After the semantice phase, the compiler does optimizations and code generation This is collectively called the back-end. Very challenging and complicated these 2 phases. Try using an existing back end such as one of JVM, CLR, GCC, LLVM.

Implementation

Regex is the wrong tool for lexing and parsing.

Don't bother wasting time with lexer and parser generators or other so-called compiler compilers. They are a waste of time. Writing the lexer and the parser is a tiny percentage of the job of writing a compiler.

Error messages are a big factor in the quality of implementation of the language. Use the following guidelines:

  • print the first error message and quit
  • guess what a programmer intended, repair the AST and continue
  • The poisoning approach. any operation with a NaN results in a NaN silently.

Compiler speed matters a lot... Most compilers are pigs. The secret to making a compiler fast is to use a profiler.

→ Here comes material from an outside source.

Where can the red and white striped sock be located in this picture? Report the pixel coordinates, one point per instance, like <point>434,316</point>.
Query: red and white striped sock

You must/have to be using these tools in order to be successful:

  • valgrind. saved C and C++ from oblivion
  • git / github like public repo. trasnformative tools. collaboration. track the origin of every line of code
  • Automated testing framework + Coverage analyzer
  • Automated documentation generator
  • Bugtracker + Wiki + Blog + Google Groups + Mailing List + IRC Channel + Twitter + Facebook

Lowering

A semantic technique. It consists of, internally, rewrting more complex semantic constructs in terms of simpler ones. e.g. while loops and foreach loops can be rewritten in terms of for loops. Then the rest of the code only has to deal with for loops. If there are special-case rules in the language that prevent lowering rewriting, then revisit the design of the language.

Runtime Library

Critical is the need to write a runtime library. This is a major project. It serves as the demostration of how the language features work. It better be good.

Get these right:

  • I/O performance. Slow IO will make that language look bad. the benchmark is C stdio
  • Memory allocation. Most of the time programs spend doing this
  • Transcendental functions... What are these? Find a library that already implements these functions ... Floating point stuff

What should go in a library

  • File IO
  • Network IO
  • String
  • Algorithms
  • Data Structures
  • OS Interaction
  • Unicode - UTF-8
  • Date / Time
  • Memory Management
  • Process Control
  • Signals
  • Math
  • Data Types
  • Crypto
  • Reflection

After the Prototype

  • Presentations
  • Articles
  • Tutorials
  • Books
  • Programmer Meetings
  • Conferences
  • Companies

Go anywhere they will have you and show it off. Get used to public speaking. Get as much feedback as you can.